Summaries from Association for Computational Linguistics on ShortScience.org

www.aclweb.org
sci-hub
scholar.google.com
Improving Word Representations via Global Context and Multiple Word Prototypes
Huang, Eric H. and Socher, Richard and Manning, Christopher D. and Ng, Andrew Y.
Association for Computational Linguistics - 2012 via Local Bibsonomy
Keywords: nlp
[link] Summary by Shagun Sodhani 8 years ago
# Improving Word Representations via Global Context and Multiple Word Prototypes

## Introduction

* This paper pre-dated papers like Glove and Word2Vec and proposed an architecture that
    * combines local and global context while learning word embeddings to capture the word semantics.
    * learns multiple embeddings per word to account for homonymy and polysemy.
* [Link to the paper](http://www.aclweb.org/anthology/P12-1092)

## Global Context-Aware Neural Language Model

### Training Objective

* Given a word sequence *s* (local context) and a document *d* in which the sequence occurs (global context), learn word representations while learning to discriminate the last correct word in *s* from other words.
* *g(s, d)* - scoring function giving liklihood of correct sequence.
* *g(s<sup>w</sup>, d)* - scoring function giving liklihood of last word in *s* repalced by a word *w*.
* Objective - *g(s, d)* > *g(s<sup>w</sup>, d)* + 1 for any other word *w*.

### Architecture

* Two scoring components (neural networks) to capture:
    
    * Local Context
        * Map word sequence *s* into an ordered list of vectors *x = [x<sub>1</sub>, ..., x<sub>m</sub>]*.
        * *x<sub>i</sub>* - embedding corresponding to *i<sup>th</sup>* word in the sequence.
        * Compute local score *score<sub>l</sub>* by using a neural network (with one hidden layer) over *x*.
        * Preserves word order and syntactic information.
    * Global Context
        * Map document *d* to an ordered list of word embeddings, *d = (d<sub>1</sub>, ..., d<sub>k</sub>)*.
        * Compute *c*, the weighted average of all word vectors in document.
        * The paper uses *idf* score for weighting the documents.
        * *x = * concatenation of *c* and vector of the last word in *s*.
        * Compute global score *score<sub>g</sub>* by using a neural network (with two hidden layers) over *x*.
        * Similar to bag-of-words features.
    *score = score<sub>l</sub> + score<sub>g</sub>*
    * Train the weights of the hidden layers and the word embeddings.

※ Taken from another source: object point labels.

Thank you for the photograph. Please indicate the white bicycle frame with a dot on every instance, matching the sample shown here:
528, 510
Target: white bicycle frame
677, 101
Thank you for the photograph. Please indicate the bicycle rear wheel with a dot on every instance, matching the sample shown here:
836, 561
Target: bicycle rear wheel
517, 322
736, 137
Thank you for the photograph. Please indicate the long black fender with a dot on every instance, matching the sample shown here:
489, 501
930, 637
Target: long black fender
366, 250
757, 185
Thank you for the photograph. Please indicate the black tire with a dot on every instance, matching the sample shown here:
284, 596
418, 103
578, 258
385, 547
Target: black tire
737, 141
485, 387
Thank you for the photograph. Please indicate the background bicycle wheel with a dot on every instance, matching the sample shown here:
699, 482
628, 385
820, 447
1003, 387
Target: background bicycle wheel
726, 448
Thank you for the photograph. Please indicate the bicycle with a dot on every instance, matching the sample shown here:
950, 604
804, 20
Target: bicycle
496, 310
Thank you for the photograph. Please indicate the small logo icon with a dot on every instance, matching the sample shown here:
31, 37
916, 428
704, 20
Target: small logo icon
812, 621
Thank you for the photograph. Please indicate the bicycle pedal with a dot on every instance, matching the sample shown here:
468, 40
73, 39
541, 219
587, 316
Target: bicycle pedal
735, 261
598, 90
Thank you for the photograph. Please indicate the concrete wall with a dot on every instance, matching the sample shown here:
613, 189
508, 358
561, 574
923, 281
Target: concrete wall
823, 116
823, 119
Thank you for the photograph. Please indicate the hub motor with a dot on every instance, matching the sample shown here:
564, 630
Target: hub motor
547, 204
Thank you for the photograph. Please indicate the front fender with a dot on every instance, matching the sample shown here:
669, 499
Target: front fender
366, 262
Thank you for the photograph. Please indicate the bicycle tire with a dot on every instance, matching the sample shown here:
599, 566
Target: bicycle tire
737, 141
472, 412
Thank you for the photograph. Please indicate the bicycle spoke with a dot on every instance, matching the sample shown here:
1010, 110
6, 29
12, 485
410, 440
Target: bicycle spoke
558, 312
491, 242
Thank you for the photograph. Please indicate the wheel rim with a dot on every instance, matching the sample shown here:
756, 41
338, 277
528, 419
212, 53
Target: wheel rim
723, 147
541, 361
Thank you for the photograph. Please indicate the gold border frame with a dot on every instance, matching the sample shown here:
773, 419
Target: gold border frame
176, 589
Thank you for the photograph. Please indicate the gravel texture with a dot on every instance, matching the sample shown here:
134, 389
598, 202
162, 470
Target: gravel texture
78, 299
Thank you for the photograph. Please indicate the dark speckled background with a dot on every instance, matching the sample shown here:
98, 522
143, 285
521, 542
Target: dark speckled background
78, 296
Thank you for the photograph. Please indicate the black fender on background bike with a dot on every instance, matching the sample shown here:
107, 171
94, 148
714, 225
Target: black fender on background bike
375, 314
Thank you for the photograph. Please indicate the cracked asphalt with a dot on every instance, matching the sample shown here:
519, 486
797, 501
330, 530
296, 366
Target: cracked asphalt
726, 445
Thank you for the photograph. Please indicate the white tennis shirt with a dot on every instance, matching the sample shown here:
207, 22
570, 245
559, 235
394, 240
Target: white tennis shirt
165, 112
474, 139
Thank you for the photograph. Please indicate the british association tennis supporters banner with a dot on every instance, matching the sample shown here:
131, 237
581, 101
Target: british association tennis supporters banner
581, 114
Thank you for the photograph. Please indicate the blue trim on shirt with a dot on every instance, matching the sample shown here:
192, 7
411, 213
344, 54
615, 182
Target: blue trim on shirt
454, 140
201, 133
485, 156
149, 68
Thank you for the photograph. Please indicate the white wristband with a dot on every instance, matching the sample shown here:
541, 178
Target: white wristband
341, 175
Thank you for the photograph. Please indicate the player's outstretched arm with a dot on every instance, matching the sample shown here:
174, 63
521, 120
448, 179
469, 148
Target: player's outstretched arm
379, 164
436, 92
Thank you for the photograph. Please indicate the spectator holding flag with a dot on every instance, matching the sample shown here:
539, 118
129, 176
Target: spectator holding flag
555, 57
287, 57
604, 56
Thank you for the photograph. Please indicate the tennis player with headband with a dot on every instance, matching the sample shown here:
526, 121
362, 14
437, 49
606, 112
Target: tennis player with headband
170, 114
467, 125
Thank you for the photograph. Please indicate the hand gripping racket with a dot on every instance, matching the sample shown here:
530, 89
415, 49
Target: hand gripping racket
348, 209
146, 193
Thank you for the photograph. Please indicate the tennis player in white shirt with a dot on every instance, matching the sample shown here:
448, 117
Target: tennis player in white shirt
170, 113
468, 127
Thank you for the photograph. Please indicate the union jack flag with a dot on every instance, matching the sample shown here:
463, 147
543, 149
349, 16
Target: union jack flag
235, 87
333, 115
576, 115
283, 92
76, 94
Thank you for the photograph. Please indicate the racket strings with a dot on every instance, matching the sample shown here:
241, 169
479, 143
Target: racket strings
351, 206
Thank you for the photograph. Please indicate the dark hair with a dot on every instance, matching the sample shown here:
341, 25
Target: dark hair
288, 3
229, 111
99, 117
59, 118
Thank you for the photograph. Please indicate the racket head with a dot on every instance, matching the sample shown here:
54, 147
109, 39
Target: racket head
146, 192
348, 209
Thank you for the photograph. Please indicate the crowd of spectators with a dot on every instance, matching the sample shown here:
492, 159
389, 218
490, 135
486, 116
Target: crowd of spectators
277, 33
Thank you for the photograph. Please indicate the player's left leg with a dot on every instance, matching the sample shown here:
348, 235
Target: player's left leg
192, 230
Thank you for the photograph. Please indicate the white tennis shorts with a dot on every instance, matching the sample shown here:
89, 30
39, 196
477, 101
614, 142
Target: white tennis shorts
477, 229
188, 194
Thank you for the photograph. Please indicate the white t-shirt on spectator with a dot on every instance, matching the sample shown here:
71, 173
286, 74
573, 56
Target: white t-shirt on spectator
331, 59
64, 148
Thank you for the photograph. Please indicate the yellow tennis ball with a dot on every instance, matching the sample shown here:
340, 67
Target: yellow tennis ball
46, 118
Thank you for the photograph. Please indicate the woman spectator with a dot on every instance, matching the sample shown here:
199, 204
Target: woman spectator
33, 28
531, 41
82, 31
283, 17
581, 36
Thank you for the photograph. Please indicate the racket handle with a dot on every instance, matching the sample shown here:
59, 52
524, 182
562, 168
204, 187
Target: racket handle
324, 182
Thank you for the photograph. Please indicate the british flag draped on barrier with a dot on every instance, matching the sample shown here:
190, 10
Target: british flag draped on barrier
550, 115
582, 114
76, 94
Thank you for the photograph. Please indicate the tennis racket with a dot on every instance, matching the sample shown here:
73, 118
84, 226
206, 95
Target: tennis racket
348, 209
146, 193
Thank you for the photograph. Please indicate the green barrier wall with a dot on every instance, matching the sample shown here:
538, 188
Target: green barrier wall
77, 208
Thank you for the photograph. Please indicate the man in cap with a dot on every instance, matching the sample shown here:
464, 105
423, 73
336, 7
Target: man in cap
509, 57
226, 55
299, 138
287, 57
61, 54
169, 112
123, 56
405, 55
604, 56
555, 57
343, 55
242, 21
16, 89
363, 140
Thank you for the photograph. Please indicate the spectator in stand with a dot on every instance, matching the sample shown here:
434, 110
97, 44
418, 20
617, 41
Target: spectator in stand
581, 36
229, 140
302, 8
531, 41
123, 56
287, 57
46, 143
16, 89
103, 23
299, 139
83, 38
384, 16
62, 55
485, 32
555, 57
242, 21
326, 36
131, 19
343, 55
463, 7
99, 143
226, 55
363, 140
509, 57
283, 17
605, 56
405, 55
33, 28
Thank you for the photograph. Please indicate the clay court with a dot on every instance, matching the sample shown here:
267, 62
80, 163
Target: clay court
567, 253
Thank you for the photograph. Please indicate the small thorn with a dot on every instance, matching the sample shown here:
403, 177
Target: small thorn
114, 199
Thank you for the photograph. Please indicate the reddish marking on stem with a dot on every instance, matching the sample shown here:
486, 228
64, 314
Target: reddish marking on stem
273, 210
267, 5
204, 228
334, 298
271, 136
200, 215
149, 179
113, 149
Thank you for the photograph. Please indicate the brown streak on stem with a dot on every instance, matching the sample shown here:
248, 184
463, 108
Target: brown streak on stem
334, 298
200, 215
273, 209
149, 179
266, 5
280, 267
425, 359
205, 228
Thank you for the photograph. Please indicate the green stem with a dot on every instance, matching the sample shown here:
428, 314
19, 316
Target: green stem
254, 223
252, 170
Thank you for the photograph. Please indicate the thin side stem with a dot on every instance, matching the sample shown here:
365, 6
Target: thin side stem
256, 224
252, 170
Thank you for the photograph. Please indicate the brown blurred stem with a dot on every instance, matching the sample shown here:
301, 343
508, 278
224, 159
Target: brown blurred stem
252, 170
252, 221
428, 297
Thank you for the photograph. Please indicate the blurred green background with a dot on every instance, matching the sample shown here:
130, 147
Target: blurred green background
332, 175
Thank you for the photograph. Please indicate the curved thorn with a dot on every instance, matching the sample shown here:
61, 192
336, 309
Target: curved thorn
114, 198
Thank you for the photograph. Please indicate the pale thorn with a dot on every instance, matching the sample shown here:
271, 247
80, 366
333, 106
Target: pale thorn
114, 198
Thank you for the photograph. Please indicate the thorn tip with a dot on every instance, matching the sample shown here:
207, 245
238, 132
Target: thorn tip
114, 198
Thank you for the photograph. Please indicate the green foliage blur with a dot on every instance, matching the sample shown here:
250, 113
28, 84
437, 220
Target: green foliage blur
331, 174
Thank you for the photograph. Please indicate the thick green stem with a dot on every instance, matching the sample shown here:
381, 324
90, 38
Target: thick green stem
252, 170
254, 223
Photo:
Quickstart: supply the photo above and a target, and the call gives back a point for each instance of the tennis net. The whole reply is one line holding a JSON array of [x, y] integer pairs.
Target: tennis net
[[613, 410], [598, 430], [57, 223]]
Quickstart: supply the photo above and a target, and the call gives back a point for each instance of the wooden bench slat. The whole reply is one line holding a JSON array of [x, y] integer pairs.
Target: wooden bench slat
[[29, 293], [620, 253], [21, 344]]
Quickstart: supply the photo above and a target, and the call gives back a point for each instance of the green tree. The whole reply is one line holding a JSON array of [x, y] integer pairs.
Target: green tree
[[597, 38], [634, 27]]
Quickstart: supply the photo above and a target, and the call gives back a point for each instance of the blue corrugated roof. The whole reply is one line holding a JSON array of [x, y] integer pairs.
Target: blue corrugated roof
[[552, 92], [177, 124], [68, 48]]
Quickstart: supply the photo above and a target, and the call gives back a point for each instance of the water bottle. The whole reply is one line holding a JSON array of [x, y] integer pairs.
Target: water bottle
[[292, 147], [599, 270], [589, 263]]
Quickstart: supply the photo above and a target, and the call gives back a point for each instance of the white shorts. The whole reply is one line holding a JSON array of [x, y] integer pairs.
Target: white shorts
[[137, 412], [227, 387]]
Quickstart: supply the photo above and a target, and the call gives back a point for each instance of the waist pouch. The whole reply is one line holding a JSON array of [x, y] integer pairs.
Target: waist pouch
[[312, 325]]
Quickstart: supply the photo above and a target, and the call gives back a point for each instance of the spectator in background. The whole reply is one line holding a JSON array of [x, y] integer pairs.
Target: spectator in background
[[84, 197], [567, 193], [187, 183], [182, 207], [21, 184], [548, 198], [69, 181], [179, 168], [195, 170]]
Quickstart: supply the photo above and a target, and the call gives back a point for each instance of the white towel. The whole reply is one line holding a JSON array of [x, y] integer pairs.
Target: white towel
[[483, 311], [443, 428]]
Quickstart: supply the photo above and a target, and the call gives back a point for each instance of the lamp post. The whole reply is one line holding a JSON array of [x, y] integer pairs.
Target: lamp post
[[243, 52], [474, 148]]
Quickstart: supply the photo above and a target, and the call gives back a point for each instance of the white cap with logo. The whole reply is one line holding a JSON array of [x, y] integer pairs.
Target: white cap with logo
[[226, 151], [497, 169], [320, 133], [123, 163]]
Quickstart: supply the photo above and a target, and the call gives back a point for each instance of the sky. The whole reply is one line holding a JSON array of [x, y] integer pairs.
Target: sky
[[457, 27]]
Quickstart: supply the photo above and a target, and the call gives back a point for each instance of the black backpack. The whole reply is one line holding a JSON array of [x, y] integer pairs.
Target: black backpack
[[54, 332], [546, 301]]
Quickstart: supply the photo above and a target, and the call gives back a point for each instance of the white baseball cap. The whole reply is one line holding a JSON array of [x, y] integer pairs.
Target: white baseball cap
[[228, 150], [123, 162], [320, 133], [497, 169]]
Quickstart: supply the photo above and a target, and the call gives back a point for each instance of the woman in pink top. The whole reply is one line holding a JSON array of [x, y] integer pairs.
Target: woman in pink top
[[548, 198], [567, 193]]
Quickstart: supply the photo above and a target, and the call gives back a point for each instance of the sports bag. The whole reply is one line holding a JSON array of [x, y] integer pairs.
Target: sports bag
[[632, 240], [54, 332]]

### Multi-Prototype Neural Language Model

* Words can have different meanings in different contexts which are difficult to capture when we train only one vector per word.
* Solution - train multiple vectors per word to capture the different meanings.
* Approach
    
    * Gather all the fixed-sized context windows for all occurrences of a given word.
    * Find the context vector by performing weighted averaging of all the words in the context window.
    * Cluster the context vectors using spherical k-means.
    * Each word occurrence in the corpus is re-labeled to its associated cluster.
    * To find similarity between a pair of words *(w, w')*:
        * For each possible cluster of *i* and *j* corresponding to the words *w* and *w'*, find distance between cluster centers for *i* and *j* and weight them by the product of probabilities of *w* belonging to *i* and *w'* belonging to *j* given their respective contexts.
        * Average the value over the *k<sup>2</sup>* pairs.

## Training
    
* Dataset
  * Wikipedia corpus

* Parameters
  * 10-word windows
  * 100 hidden units
  * No weight regularization
  * 10 different word embeddings learnt for words having multiple meanings.

## Evaluation

* Dataset
  * WordSim-353 
      * 353 pairs of nouns
      * words represented without context
      * contains human similarity judgements on pair of words
  * The paper contributed a new dataset
      * captures human similarity judgements on pair of words in the context of a sentence
      * consists of verbs and adjectives along with nouns
      * for details on how the dataset is constructed, refer the paper

* Performance
  * Proposed model achieves higher correlation to human scores than models using only the local or global context.
  * Performance can be improved by removing the stop words.
  * Using multi-prototype approach (multiple vectors for the same word) benefits the model on the tasks where the context is also given.

## Comments

* This work predated the more general word embedding models like [Word2Vec](https://gist.github.com/shagunsodhani/176a283e2c158a75a0a6) and [Glove](https://gist.github.com/shagunsodhani/efea5a42d17e0fcf18374df8e3e4b3e8). While this model performs good at intrinsic evaluation tasks like word similarity, it is outperformed by the more general and recent models on downstream tasks like NER.